Like superstitious dark age types, leftists insist on blaming the typhus outbreaks on global warming, caused by an angry ‘Mother Earth’ rather than on the very real spread of disease by people. Instead of preventing the spread of disease, they insist that we must repent for our crimes against the environment, and recycle more, and then the earth will cool and the typhus outbreak will stop.
This denial of basic scientific facts is at the root of the typhus outbreak. Raising taxes in a bizarre scheme to change the weather is a bizarre folly that will do absolutely nothing to stop the spread of typhus.
The legalization of illegal migration and homelessness, is leading to a new wave of disease outbreaks.
Epidemiology shows us that typhus flares up in border counties and areas with large illegal alien populations. From there, it takes root in poor areas with bad hygiene. Fleas carried by rats, possums and cats can then pass on the disease to people who would have never expected to come down with it.

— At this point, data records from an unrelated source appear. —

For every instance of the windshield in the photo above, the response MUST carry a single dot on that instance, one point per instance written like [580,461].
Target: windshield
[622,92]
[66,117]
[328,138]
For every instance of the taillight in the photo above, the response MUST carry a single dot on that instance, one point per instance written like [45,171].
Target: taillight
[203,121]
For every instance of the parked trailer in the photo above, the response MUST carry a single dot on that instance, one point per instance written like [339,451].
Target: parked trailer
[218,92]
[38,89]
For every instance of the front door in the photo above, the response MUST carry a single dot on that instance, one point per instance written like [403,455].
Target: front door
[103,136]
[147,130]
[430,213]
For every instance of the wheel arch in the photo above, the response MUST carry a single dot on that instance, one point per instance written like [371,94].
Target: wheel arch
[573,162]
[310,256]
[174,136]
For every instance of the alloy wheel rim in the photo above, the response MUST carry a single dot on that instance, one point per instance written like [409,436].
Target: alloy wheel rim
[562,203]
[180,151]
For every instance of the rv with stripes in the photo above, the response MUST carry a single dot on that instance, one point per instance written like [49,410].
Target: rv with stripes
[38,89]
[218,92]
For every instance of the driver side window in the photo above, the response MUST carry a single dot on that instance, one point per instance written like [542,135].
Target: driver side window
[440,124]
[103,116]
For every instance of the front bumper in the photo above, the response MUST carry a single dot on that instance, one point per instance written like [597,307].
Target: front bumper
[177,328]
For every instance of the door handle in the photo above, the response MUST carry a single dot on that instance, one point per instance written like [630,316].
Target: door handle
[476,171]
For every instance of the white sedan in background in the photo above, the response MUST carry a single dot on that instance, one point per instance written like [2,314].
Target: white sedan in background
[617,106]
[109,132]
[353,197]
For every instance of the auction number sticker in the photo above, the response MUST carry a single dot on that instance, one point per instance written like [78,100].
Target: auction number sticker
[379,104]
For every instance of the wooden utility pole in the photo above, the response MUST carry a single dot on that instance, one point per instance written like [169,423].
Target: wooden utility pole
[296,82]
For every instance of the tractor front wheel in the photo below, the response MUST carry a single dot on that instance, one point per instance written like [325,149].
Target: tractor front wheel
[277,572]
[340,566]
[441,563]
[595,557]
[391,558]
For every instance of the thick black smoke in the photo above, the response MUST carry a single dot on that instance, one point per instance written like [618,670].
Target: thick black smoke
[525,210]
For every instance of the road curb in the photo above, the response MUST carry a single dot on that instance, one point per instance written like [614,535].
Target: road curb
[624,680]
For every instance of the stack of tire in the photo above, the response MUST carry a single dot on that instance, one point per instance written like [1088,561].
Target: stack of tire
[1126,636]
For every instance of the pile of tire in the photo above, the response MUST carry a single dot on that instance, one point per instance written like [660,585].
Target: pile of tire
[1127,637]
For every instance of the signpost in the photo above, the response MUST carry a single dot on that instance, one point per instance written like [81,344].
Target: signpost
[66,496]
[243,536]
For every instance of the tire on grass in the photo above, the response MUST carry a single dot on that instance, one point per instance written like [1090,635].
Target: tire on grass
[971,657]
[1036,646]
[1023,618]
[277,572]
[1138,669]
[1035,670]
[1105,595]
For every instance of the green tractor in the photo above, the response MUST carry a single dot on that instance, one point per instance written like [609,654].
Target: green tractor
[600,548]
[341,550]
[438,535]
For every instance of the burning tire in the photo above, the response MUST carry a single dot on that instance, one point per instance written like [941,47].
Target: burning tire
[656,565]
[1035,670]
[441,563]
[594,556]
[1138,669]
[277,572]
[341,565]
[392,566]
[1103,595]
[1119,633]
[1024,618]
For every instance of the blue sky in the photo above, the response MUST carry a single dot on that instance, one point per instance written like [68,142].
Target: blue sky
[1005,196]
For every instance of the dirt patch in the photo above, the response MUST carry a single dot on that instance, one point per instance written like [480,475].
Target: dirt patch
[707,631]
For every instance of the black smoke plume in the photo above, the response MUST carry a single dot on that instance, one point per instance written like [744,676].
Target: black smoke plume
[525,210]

We know how to stop typhus. It begins with ending public vagrancy and illegal migration.
The Los Angeles Deputy City Attorney called typhus a “medieval disease”. Senator Kamala Harris of California ridiculed President Trump’s proposal for a border wall as “medieval”. California Rep. Harley Rouda urged Trump to “give up on the outdated notion of building a wall from medieval times.”
Rouda represents parts of Orange County. The O.C. had 15 typhus cases last year.
If you want to stop a medieval disease, you might want to start with a medieval wall.